I could doggie paddle out here for hours. |
* Why do characters in this medieval world of Norse tradition so often slip from their thick accents and high English dialects into gratingly modern American refrains like “Jarl so-and-so is in way over his head”?
* How did the dragons that fly backwards ever make it past beta? I haven’t seen them myself of course, as you have to wander around for much, much longer than five hours to find an unscripted dragon in Skyrim, but I’ve seen other people see them.

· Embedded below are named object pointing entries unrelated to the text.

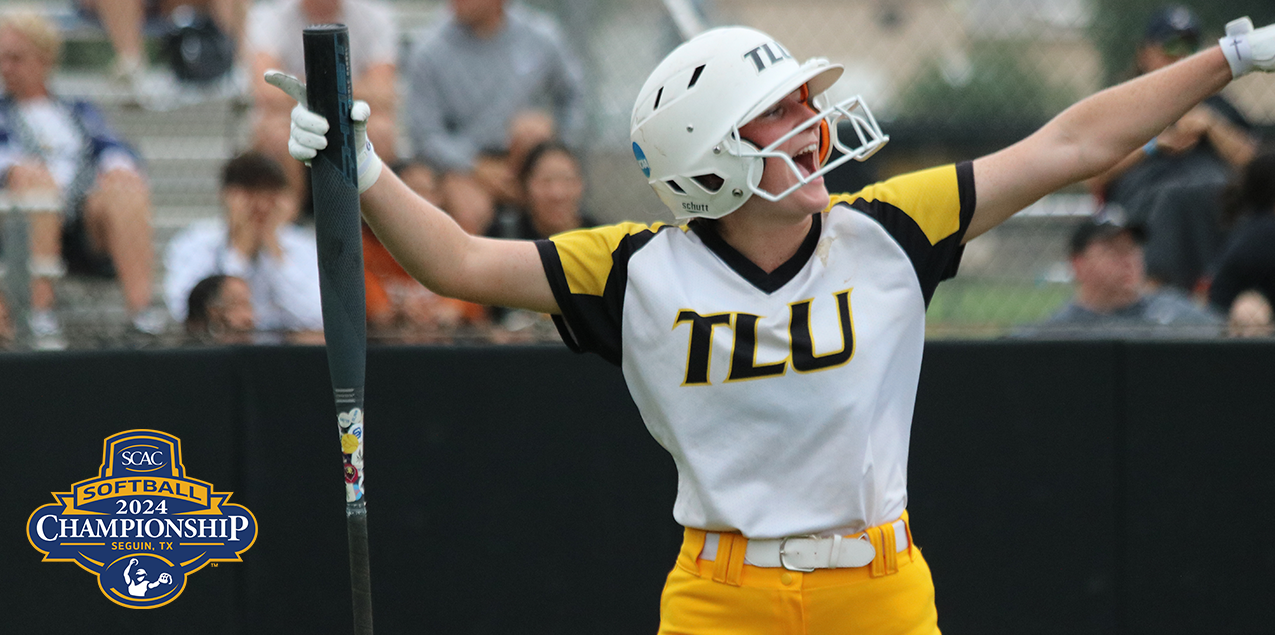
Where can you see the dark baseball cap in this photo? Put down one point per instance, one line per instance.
(1097, 230)
(1174, 26)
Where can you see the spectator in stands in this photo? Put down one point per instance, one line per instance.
(398, 306)
(60, 154)
(1112, 300)
(7, 330)
(274, 42)
(1250, 316)
(553, 188)
(1173, 185)
(1247, 260)
(124, 22)
(469, 79)
(255, 241)
(219, 311)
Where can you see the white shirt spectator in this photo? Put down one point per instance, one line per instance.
(284, 291)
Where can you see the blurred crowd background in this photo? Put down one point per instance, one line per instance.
(196, 227)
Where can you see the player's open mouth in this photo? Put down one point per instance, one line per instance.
(806, 161)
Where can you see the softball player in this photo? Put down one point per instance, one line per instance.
(773, 342)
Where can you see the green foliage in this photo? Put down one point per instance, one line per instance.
(1118, 26)
(996, 87)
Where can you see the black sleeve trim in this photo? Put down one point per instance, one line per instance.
(552, 264)
(590, 323)
(932, 263)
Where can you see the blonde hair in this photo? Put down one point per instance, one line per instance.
(38, 29)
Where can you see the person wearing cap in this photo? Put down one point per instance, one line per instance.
(1112, 297)
(1173, 184)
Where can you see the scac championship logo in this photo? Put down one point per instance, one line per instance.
(142, 525)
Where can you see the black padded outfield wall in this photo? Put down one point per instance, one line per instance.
(1055, 489)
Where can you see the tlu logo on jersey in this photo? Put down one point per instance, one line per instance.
(142, 525)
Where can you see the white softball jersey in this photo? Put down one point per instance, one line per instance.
(786, 398)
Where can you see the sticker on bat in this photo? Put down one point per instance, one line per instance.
(351, 425)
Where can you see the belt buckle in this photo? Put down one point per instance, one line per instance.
(783, 562)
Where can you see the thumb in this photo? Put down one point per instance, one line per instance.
(287, 83)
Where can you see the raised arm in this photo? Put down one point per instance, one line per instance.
(436, 251)
(1097, 133)
(1090, 137)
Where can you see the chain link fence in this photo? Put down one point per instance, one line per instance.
(947, 79)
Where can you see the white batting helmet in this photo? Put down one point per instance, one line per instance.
(685, 126)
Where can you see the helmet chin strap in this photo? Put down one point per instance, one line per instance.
(853, 110)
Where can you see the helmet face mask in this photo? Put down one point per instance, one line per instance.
(852, 110)
(686, 120)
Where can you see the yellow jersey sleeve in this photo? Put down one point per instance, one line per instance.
(927, 214)
(588, 270)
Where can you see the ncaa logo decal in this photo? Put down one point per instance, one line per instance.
(142, 525)
(641, 161)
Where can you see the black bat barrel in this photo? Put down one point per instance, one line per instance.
(334, 175)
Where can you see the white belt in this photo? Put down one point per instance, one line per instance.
(808, 552)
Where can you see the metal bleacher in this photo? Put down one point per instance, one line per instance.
(182, 148)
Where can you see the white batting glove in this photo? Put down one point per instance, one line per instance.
(306, 135)
(1247, 49)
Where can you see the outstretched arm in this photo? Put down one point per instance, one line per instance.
(1090, 137)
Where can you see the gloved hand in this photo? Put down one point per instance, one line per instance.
(1247, 49)
(306, 137)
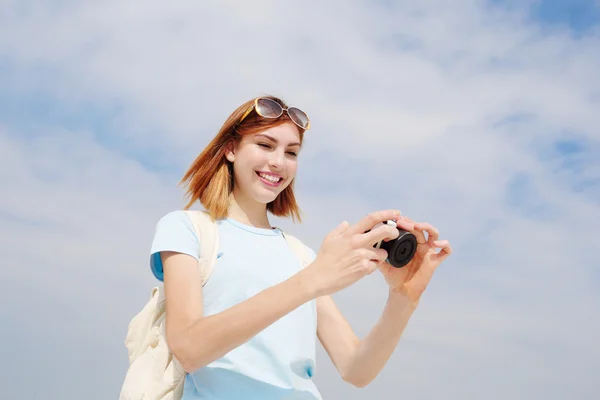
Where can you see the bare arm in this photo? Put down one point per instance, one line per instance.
(196, 340)
(360, 361)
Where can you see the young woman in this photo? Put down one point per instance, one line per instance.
(250, 332)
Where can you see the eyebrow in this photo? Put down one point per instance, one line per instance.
(271, 138)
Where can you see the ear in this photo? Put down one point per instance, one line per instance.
(230, 151)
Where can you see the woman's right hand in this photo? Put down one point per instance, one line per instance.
(347, 254)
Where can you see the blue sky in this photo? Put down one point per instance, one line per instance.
(485, 125)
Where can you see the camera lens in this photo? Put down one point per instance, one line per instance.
(401, 250)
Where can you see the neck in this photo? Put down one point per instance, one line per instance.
(247, 211)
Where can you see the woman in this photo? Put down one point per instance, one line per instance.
(251, 331)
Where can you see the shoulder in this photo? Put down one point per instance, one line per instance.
(173, 219)
(173, 228)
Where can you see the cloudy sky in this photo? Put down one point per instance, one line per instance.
(480, 117)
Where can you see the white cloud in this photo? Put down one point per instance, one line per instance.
(429, 107)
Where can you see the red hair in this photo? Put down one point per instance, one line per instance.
(210, 177)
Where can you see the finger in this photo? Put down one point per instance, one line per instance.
(373, 219)
(406, 223)
(419, 235)
(372, 267)
(378, 234)
(432, 232)
(372, 254)
(444, 252)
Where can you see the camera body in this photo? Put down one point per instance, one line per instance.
(400, 250)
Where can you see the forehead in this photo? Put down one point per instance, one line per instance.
(285, 134)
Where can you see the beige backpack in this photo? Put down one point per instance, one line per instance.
(154, 374)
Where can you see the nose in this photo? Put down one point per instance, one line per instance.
(277, 158)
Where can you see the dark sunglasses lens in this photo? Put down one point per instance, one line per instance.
(268, 108)
(298, 116)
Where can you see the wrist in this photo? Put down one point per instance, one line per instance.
(305, 284)
(401, 299)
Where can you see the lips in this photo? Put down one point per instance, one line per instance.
(269, 178)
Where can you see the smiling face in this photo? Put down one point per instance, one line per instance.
(265, 163)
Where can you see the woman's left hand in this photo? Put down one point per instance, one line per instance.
(412, 279)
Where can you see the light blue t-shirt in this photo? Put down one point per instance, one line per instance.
(279, 362)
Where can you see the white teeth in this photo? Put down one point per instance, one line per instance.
(269, 178)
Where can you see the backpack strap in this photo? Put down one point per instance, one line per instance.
(206, 230)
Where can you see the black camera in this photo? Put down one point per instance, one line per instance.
(400, 250)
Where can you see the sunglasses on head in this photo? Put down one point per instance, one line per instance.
(268, 108)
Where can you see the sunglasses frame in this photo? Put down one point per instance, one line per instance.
(254, 106)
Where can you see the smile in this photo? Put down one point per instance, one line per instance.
(269, 179)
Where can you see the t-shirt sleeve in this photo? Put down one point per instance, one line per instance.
(174, 232)
(311, 254)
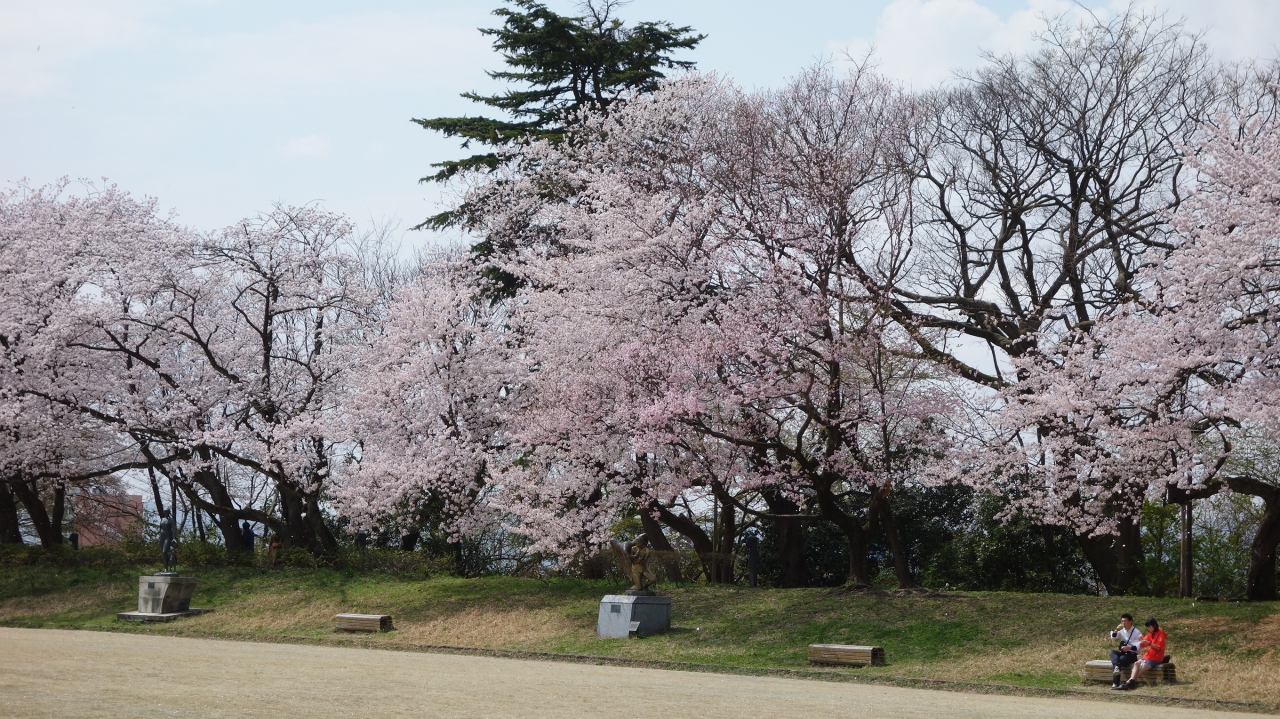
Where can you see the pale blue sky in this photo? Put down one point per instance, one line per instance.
(222, 108)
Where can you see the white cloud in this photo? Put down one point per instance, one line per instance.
(923, 42)
(332, 56)
(40, 41)
(309, 146)
(1237, 30)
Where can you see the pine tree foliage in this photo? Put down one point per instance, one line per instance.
(560, 64)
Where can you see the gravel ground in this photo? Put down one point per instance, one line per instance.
(99, 674)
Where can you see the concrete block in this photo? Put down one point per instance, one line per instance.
(165, 594)
(163, 598)
(618, 613)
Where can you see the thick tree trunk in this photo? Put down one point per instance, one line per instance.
(1261, 581)
(855, 535)
(1261, 584)
(48, 521)
(789, 537)
(1115, 558)
(695, 535)
(10, 530)
(896, 548)
(1187, 560)
(725, 531)
(658, 541)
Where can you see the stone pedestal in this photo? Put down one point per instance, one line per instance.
(163, 598)
(622, 614)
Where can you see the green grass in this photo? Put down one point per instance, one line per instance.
(1027, 640)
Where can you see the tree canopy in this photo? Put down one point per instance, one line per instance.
(561, 65)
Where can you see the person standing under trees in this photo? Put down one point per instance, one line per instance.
(1155, 641)
(1127, 655)
(273, 548)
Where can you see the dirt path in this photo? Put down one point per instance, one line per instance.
(96, 674)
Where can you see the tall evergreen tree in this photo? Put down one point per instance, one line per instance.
(563, 64)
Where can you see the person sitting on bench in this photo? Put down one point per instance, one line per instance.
(1155, 642)
(1127, 655)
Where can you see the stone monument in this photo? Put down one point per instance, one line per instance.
(164, 596)
(640, 609)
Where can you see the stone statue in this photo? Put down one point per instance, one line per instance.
(634, 559)
(168, 541)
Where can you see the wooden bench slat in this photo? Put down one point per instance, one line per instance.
(851, 655)
(364, 622)
(1100, 671)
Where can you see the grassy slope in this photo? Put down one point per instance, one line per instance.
(1223, 650)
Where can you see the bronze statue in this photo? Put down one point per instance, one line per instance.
(634, 559)
(168, 541)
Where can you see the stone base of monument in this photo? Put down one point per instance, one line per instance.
(640, 613)
(163, 598)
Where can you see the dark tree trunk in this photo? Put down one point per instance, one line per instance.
(855, 534)
(1185, 498)
(695, 535)
(48, 521)
(1261, 584)
(895, 544)
(1187, 559)
(1261, 581)
(10, 530)
(725, 549)
(659, 543)
(789, 537)
(1115, 558)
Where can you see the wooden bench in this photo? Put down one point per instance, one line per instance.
(846, 654)
(362, 623)
(1100, 671)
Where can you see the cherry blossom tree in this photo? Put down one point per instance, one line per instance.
(220, 357)
(426, 406)
(1150, 401)
(53, 243)
(698, 319)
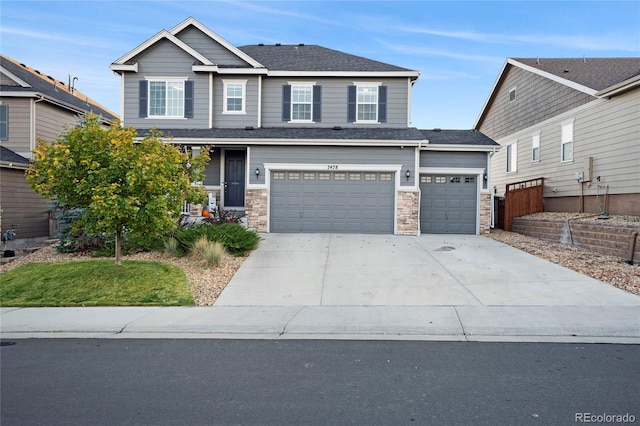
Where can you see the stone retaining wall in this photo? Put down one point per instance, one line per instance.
(608, 239)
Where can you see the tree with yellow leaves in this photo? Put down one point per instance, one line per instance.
(123, 185)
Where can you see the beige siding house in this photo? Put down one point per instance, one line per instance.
(33, 106)
(574, 122)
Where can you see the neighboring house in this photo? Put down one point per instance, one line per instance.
(33, 106)
(574, 122)
(305, 138)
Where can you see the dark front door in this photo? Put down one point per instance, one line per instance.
(234, 179)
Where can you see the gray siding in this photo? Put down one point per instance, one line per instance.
(212, 170)
(204, 45)
(334, 101)
(21, 207)
(250, 118)
(51, 121)
(607, 130)
(19, 125)
(330, 155)
(166, 60)
(537, 99)
(476, 160)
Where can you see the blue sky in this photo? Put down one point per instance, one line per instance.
(459, 47)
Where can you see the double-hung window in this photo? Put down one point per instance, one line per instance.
(512, 157)
(234, 96)
(535, 147)
(166, 98)
(367, 103)
(302, 102)
(566, 146)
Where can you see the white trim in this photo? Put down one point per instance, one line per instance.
(352, 74)
(191, 21)
(210, 101)
(14, 77)
(164, 34)
(243, 83)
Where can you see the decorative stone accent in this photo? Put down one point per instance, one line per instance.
(608, 239)
(256, 205)
(407, 213)
(485, 213)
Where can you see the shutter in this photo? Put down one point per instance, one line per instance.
(142, 99)
(188, 99)
(351, 103)
(286, 102)
(4, 122)
(382, 104)
(317, 104)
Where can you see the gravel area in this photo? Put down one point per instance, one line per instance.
(608, 269)
(206, 282)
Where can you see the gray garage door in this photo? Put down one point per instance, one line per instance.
(349, 202)
(448, 204)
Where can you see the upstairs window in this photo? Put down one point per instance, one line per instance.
(367, 103)
(566, 147)
(234, 96)
(302, 102)
(4, 122)
(166, 98)
(535, 147)
(512, 157)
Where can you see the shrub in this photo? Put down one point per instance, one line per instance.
(236, 238)
(209, 251)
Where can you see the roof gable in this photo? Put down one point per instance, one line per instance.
(33, 83)
(595, 77)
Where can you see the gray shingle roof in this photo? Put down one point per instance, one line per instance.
(457, 137)
(8, 156)
(307, 133)
(293, 57)
(595, 73)
(51, 88)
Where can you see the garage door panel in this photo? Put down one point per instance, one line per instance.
(332, 202)
(448, 204)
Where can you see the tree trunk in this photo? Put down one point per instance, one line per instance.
(118, 238)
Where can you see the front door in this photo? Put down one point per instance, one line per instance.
(234, 179)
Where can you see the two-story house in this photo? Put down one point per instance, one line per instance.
(33, 106)
(306, 138)
(575, 123)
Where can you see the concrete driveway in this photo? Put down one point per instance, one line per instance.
(429, 270)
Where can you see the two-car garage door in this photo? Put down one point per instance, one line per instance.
(331, 201)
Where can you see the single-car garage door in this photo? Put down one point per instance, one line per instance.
(349, 202)
(448, 204)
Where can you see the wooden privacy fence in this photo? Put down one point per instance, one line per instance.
(521, 199)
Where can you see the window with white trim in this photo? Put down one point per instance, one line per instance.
(4, 122)
(367, 103)
(234, 96)
(535, 147)
(566, 146)
(166, 98)
(512, 157)
(301, 102)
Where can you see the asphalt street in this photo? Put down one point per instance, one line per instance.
(269, 382)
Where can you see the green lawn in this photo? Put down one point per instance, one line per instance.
(95, 283)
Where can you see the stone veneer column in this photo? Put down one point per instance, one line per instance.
(408, 213)
(485, 213)
(256, 209)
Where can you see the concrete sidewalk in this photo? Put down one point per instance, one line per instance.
(372, 287)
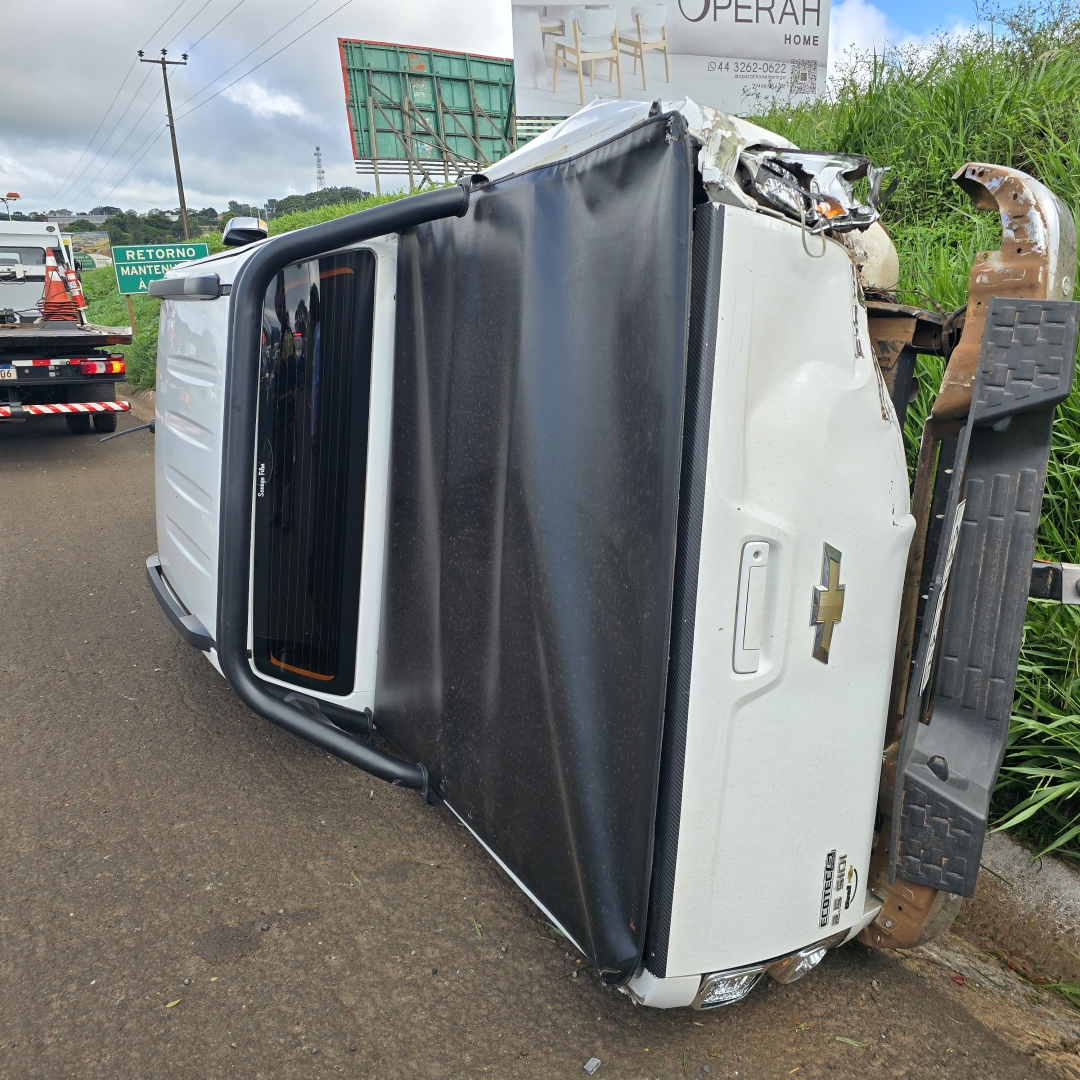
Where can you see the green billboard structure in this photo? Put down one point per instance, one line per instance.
(429, 113)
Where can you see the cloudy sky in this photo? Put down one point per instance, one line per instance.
(82, 122)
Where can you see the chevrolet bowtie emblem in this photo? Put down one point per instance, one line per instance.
(827, 605)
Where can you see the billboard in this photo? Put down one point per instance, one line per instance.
(90, 250)
(429, 113)
(734, 55)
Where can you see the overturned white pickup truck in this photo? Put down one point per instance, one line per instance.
(583, 484)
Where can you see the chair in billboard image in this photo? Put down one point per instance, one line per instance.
(649, 35)
(550, 26)
(595, 38)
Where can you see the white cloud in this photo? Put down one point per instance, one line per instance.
(254, 142)
(265, 103)
(859, 25)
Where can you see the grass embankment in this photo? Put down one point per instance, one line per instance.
(107, 308)
(1011, 102)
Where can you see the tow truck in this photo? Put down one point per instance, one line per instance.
(575, 497)
(52, 360)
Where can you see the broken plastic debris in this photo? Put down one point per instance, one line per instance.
(814, 187)
(745, 165)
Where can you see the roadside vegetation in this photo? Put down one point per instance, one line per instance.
(1008, 94)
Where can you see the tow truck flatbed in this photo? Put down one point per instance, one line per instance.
(13, 335)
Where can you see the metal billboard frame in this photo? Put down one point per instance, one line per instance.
(435, 115)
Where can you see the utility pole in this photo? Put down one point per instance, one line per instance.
(172, 129)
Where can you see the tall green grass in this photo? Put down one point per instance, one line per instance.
(1007, 94)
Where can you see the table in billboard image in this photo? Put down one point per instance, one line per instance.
(733, 55)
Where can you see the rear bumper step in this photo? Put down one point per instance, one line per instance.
(187, 625)
(17, 410)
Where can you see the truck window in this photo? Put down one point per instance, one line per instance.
(28, 256)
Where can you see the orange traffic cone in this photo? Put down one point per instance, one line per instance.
(75, 287)
(55, 305)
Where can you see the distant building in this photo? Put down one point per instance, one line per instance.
(68, 218)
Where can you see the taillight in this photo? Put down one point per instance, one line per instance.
(111, 366)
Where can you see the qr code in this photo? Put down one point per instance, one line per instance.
(804, 77)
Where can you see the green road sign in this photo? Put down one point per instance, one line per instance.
(137, 265)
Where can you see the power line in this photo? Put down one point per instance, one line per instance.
(52, 201)
(215, 26)
(244, 57)
(267, 61)
(163, 25)
(154, 135)
(142, 156)
(123, 142)
(105, 142)
(109, 109)
(188, 23)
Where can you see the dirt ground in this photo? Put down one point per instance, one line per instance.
(190, 892)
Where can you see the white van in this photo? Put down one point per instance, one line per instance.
(583, 482)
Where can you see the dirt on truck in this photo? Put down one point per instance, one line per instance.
(52, 360)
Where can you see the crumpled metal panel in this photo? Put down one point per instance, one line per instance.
(539, 381)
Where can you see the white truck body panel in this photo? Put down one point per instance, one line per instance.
(782, 765)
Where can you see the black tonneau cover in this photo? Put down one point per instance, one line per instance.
(535, 473)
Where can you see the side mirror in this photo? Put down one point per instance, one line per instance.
(244, 230)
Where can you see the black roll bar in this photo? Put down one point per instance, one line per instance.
(238, 466)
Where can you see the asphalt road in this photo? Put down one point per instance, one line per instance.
(188, 891)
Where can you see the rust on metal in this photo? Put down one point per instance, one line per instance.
(1028, 265)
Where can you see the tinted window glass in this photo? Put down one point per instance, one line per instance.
(310, 470)
(28, 256)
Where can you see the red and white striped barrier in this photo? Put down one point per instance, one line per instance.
(5, 410)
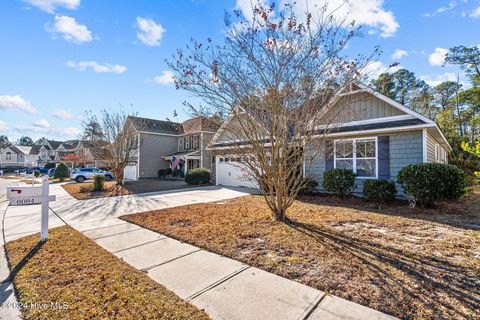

On the other hand, I can testify to witnessing goats swim underwater, giants slam people hundreds of feet into the air, and horses ride up nearly vertical cliff faces.
A blurry Bigfoot photo of the underwater goat. |
* Most egregiously of all, why did the writers pour countless irredeemable hours into composing and dispersing hundreds of historical, mythical, poetical, and expository texts that no one with full-time, real-world employment can afford to read if they wouldn’t even bother themselves to observe the proper punctuation of “its”, which in this case would be no punctuation at all?
* Is that supposed to be a guitar, a harp, or a trident?
* And if the developers were really set on putting bards in the game, why did they go with losers like the guy above instead of choosing someone like this?
If you’ve got no obligations to a wife or girlfriend but feel comfortable burning two hundred hours of your life on a single, $20-40 video game, by all means read one of the aptly titled Elder Scrolls, since that’s mostly what you do in the game: read grammatically incorrect scrolls, read dialogue, and read the contents of your backpack. I personally think a young man could devote his time to much richer endeavors than the study of long, exhaustively detailed papers about the dominion of Tamriel – noble, romantic endeavors like finding and settling down with a nice girl, or scholarly, societally beneficial endeavors like writing long, exhaustively detailed papers about the stupidities of studying even longer papers about the dominion of Tamriel. Not that those are in any way exclusionary.
Fun rating: 5/10
$$$ rating: You could play this for the rest of your earthly life without ‘beating’ it, but you’d probably switch to Titanfall before that happened anyway.